Toutes ces caractéristiques font qu'une place en réa est plus onéreuse qu'une autre.
Mais finasser sur le contenu de la perfusion nutritionnelle(je préfère ce terme à la » seringue au dessus du comateux » qui manque pour le moins ..d'élégance)qui remplacerait à l'identique le repas en terme « économique », est à mon sens totalement inutile et pour le moins mesquin.
à Ishtar
De Mal Lu
22H28 | 09/09/2009 |
Très cher ami,
Ne caricaturez pas ma réponse. Relisez votre intervention encadrée ou vous suggérez que, dans le coma pour 20 jours, ces 20 jours n'auraient pas dûs être sur le coup de la loi forfait hospitalier, sous le prétexte fallacieux que vous n'aviez pas mangé. Me renvoyer le baigneur parce que je l'ai un peu habillé, ce n'est pas très fairplay.

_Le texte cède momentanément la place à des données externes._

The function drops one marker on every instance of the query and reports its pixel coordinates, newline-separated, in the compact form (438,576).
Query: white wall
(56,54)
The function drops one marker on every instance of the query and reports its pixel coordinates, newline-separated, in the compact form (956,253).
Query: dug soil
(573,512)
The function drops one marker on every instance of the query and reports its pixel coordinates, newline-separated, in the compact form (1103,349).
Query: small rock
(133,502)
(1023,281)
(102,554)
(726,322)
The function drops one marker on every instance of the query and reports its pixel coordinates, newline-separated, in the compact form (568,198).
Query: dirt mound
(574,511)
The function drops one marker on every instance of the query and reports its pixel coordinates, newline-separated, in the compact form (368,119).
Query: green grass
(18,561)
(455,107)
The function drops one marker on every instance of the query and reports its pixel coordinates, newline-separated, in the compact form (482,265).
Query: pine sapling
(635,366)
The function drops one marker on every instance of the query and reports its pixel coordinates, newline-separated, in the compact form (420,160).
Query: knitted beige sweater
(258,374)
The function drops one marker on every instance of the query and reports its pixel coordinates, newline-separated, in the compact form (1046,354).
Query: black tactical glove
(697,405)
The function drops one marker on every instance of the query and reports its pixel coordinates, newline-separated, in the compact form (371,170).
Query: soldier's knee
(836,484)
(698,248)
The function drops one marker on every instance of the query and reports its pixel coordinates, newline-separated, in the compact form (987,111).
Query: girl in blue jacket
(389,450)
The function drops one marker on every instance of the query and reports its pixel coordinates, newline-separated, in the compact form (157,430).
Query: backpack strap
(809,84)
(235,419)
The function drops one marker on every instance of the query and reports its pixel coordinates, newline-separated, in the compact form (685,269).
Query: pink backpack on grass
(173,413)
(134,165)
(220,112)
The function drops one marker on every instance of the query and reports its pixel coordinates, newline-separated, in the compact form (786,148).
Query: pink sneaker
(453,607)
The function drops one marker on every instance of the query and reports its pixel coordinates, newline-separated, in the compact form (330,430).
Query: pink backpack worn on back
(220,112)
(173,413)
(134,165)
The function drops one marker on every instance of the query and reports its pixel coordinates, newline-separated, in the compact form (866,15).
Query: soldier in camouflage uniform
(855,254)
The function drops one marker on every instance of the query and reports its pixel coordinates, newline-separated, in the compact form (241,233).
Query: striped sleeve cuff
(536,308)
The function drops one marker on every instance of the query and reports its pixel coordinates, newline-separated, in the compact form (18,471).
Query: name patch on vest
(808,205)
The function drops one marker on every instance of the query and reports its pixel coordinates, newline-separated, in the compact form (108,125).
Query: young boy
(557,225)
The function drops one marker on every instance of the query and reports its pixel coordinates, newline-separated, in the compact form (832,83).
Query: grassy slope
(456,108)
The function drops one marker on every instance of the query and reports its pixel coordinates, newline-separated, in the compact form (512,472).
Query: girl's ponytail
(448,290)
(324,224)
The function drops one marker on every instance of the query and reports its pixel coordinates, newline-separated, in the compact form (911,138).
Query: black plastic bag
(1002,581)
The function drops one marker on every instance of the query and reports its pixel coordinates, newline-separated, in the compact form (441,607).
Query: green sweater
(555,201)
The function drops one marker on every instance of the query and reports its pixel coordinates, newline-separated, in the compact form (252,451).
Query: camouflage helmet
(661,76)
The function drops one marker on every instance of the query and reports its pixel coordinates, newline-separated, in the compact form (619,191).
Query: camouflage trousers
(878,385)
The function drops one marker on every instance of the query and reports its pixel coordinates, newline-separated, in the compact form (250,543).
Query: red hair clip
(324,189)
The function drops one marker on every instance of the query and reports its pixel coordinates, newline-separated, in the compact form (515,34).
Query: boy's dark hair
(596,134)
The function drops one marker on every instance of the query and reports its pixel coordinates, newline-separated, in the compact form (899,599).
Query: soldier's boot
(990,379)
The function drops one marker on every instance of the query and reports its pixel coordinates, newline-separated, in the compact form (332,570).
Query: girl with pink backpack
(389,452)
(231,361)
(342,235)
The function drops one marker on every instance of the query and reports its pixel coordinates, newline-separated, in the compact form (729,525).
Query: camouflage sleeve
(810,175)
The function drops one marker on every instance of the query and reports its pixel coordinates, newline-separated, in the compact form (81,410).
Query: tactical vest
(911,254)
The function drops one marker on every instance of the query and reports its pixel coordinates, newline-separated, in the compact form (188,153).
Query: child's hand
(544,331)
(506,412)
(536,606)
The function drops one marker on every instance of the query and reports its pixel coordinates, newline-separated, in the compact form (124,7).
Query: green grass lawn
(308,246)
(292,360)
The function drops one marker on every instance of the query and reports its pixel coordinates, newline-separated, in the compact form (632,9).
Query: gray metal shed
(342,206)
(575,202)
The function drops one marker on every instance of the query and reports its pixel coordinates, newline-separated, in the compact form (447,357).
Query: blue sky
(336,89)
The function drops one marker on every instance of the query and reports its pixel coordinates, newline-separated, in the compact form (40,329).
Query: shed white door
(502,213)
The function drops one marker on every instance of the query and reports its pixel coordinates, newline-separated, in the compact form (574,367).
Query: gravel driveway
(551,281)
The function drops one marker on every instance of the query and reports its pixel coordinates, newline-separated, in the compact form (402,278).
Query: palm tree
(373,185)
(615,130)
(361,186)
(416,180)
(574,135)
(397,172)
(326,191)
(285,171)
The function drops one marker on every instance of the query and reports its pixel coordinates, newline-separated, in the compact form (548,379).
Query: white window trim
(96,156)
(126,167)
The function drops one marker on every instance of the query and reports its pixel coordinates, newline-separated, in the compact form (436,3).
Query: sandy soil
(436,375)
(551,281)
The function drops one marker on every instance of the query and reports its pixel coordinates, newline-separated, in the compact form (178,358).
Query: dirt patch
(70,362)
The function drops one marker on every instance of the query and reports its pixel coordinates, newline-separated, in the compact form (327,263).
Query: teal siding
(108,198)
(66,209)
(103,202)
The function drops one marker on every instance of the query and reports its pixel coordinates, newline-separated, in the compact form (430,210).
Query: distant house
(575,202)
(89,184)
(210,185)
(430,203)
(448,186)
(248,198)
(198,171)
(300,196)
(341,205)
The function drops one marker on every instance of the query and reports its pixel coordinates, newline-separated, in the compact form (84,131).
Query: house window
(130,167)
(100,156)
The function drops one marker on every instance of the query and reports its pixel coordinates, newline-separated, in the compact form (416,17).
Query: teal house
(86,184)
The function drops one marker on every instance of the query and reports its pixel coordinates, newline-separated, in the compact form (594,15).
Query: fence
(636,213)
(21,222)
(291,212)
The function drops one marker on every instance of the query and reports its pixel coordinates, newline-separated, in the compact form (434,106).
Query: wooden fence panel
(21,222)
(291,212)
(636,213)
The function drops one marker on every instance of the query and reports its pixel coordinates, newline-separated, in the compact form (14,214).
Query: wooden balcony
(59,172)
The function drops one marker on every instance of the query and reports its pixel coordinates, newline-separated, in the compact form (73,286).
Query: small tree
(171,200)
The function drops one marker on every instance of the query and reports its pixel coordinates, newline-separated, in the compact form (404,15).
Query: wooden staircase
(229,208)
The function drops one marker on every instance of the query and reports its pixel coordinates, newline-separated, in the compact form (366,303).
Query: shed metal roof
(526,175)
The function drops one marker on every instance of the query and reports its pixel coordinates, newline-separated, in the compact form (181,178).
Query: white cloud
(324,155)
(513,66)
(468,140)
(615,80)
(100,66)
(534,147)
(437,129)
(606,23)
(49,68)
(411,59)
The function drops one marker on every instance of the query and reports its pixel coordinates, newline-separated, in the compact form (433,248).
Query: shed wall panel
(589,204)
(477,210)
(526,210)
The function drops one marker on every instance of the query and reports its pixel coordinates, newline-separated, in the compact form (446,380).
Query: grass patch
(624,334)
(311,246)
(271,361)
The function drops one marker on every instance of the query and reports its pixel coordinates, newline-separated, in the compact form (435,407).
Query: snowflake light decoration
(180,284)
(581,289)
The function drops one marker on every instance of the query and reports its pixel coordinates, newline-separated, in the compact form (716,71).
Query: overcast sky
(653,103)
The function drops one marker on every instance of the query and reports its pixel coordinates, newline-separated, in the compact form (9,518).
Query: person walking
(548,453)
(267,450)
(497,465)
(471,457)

Ensuite, vous laissez supposer que la gouvernance hospitalière fait du « vol au rendez-moi » (le nom de cet agissement) pour un patient qui entre en ambulatoire un soir à 17H, … jeûne, car opéré le lendemain matin, ne déjeune pas le midi de l'opération, car dans le coltar, dîne le soir et quitte sa chambre le lendemain après les soins (12h). Ce patient (SS et mutuelle) ne devraient n'avoir à régler qu'une journée ?
Louez un véhicule dans des conditions identiques … et vous règlerez bien 3 jours (1 journée + 6h de dépassement la veille + 6H de dépassement le lendemain).
Quand au terme incriminé, c'est une réponse… à une réponse d'un riverain qui faisait semblant de ne pas NOUS comprendre.Ce n'était qu'une image, une expression. je respecte assez le personnels hospitaliers et le travail qu'il nous prodiguent pour ne pas « finasser (comme vous le dites) sur des considérations financières (ce que vous faisiez dans votre encadré ais-je compris).
Sans rancune aucune. Cordialement
De zenobie79
citoyenne | 22H31 | 07/09/2009 |
Il me semble bien que Woerth se trompe en donnant 1983 comme date d'instauration du forfait hospitalier : en effet, à cette époque, les hôpitaux étaient encore rémunérés au prix de journée. Le budget global n'a été mis en oeuvre qu'en 1984 et le forfait hospitalier n'est apparu que fin des années 80 ou tout début des années 90. Pas le temps de faire de plus amples recherches ce soir mais je suis presque certaine de ce que j'avance.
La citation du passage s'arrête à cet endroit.